One of the books I’m currently reading is Donald Miller’s, Searching for God Knows What. Donald Miller gives the reader much to reflect upon, going straight to the heart with honesty and intelligence while writing in a deceptively simple but beautiful style.
I, like much of the human race, tend to be self referential in conversation and relationship but Donald Miller put this into words when he wrote of how rare a thing it is for someone to lose themselves in the presence of other human beings. Further on in the same chapter, talking again about relationship, he mentioned how we will close ourselves off at the least sign of danger. Again, I put up my hand. I don’t like it, but I admit; too often “It’s all about me.”
Recently something I had offered was not received as I expected. It would cost me something, but I thought that the person had need of what I offered; me; a gift of time.
The person’s apparently diffident response, elicited an emotional response. The need seemed to be less pressing than I thought and I felt as if my offer was not valued. Later I realized that what I read as diffidence was not; it was more complicated, as human interactions are; but this was how I felt at the time.
As I quieted my heart to pray, the feelings came back, but more than the feelings. I remembered the one who gave himself completely for me and for the world; one who stepped from eternity into the realm of time and earth.
I remembered the words from John 1:10-11, He was in the world, and though the world was made through him, the world did not recognize him. He came to that which was his own, but his own did not receive him.
Although he was the King of kings, there was no royal welcome for him. Later, his closest friends misunderstood him and lacked a full awareness of the gift of his presence.
I am his disciple, but how easy it is to forget who it is that I am following. I follow one who was despised and rejected to the end; one who offered his followers nothing more than this, and who is recorded in Matthew 10: 24-25 to have said:
"A student is not above his teacher, nor a servant above his master. It is enough for the student to be like his teacher, and the servant like his master. If the head of the house has been called Beelzebub, how much more the members of his household!”

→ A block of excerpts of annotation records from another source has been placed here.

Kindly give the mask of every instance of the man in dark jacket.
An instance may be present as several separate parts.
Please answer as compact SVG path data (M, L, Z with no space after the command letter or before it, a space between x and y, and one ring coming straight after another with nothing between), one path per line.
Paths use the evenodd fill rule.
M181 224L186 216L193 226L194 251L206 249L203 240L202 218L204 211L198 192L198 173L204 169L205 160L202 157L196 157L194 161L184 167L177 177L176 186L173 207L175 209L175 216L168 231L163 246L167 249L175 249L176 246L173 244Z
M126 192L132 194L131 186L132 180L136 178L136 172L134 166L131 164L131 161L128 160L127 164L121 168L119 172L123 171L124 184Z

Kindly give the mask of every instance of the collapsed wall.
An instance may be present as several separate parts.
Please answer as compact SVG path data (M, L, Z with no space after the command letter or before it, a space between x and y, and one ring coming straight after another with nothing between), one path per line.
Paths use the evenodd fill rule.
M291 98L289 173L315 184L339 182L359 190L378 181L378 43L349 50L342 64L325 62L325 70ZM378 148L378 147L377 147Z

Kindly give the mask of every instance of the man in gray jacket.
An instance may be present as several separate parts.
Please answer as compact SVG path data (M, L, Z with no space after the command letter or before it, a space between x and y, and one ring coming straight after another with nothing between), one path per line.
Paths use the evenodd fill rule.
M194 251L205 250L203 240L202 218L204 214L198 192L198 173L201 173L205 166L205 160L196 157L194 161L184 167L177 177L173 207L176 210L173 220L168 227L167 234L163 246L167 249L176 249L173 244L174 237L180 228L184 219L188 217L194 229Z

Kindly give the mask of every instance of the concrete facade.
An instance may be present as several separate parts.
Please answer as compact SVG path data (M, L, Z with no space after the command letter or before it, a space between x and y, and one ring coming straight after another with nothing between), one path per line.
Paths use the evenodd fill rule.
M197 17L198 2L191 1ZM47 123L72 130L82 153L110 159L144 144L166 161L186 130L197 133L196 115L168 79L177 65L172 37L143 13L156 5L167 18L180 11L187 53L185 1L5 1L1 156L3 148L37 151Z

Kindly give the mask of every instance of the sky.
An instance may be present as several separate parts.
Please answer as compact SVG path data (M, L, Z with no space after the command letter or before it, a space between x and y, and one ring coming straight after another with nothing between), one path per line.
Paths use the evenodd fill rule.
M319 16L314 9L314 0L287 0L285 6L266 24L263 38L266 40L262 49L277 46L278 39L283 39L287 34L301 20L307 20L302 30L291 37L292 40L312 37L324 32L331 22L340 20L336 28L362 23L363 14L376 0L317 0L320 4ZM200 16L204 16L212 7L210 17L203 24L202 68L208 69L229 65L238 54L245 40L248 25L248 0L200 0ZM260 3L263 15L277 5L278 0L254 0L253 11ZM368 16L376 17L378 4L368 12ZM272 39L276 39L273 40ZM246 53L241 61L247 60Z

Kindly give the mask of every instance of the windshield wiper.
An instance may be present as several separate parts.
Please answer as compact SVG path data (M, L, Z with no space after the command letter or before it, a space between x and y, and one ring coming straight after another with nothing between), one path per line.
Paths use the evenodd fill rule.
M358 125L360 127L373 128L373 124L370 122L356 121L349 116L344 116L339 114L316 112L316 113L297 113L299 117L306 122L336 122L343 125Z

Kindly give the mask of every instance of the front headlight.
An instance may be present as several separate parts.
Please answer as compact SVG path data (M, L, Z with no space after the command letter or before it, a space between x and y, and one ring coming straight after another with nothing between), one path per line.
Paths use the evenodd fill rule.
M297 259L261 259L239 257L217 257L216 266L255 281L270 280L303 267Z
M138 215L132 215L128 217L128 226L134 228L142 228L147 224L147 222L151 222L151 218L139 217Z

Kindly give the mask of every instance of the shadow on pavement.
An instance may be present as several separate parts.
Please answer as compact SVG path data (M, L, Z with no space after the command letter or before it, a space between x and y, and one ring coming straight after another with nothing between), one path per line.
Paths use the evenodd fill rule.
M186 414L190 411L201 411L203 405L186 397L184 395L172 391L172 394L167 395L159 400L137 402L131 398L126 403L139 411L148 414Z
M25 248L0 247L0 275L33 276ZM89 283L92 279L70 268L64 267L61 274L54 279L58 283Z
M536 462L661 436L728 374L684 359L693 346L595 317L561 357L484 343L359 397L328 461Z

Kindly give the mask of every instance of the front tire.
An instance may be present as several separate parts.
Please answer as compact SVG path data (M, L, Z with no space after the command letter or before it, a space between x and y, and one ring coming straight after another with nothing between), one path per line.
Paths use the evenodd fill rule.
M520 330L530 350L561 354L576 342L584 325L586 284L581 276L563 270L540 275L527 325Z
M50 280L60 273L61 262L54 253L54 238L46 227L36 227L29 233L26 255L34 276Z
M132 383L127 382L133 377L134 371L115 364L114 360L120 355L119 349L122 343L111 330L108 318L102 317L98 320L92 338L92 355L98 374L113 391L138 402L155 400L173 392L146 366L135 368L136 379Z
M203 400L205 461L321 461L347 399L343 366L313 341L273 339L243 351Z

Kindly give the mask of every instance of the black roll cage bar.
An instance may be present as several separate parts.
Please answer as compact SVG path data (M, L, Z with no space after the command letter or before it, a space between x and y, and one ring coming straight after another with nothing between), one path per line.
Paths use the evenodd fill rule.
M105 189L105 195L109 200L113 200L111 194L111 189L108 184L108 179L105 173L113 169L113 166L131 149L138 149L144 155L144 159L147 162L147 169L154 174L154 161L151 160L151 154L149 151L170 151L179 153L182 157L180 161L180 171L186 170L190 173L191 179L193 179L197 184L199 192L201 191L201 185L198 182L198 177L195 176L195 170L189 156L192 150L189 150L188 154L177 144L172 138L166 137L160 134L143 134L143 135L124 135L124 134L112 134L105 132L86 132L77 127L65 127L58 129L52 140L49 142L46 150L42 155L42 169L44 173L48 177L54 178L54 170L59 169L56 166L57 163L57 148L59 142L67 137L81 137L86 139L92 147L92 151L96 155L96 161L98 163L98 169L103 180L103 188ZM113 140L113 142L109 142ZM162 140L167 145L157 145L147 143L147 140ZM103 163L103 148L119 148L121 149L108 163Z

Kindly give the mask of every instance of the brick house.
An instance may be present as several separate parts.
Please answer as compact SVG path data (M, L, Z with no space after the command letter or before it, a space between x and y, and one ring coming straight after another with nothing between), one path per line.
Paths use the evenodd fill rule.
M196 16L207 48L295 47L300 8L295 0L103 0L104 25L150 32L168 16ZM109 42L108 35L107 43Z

It has been said that God allows our hearts to be offended in order to reveal what is there. This situation revealed a heart of pride, full of self importance, quick to take offence, rather than a heart of humility.
Christ came knowing that the ones who needed him would scorn and reject him; yet he still came. He was crucified by those he came to save; and his response was love in its purest form; “Father forgive them, for they know not what they do.”
As I think of Jesus’ gift of self, I know that I have never come close to fully appreciating all that he gave and what it cost. To many he is not even acknowledged for who he is. Even as we celebrate his coming to earth, much can distract us from the sacred and the holy if we do not guard it, seeking it with all the diligence of the Wise Men.
So my prayer during this waiting time before Christmas is that I would fully honour him and fully appreciate his gift of salvation, expressing gratitude in word and attitude, moment by moment. And I want to warm my heart at the fire of his love.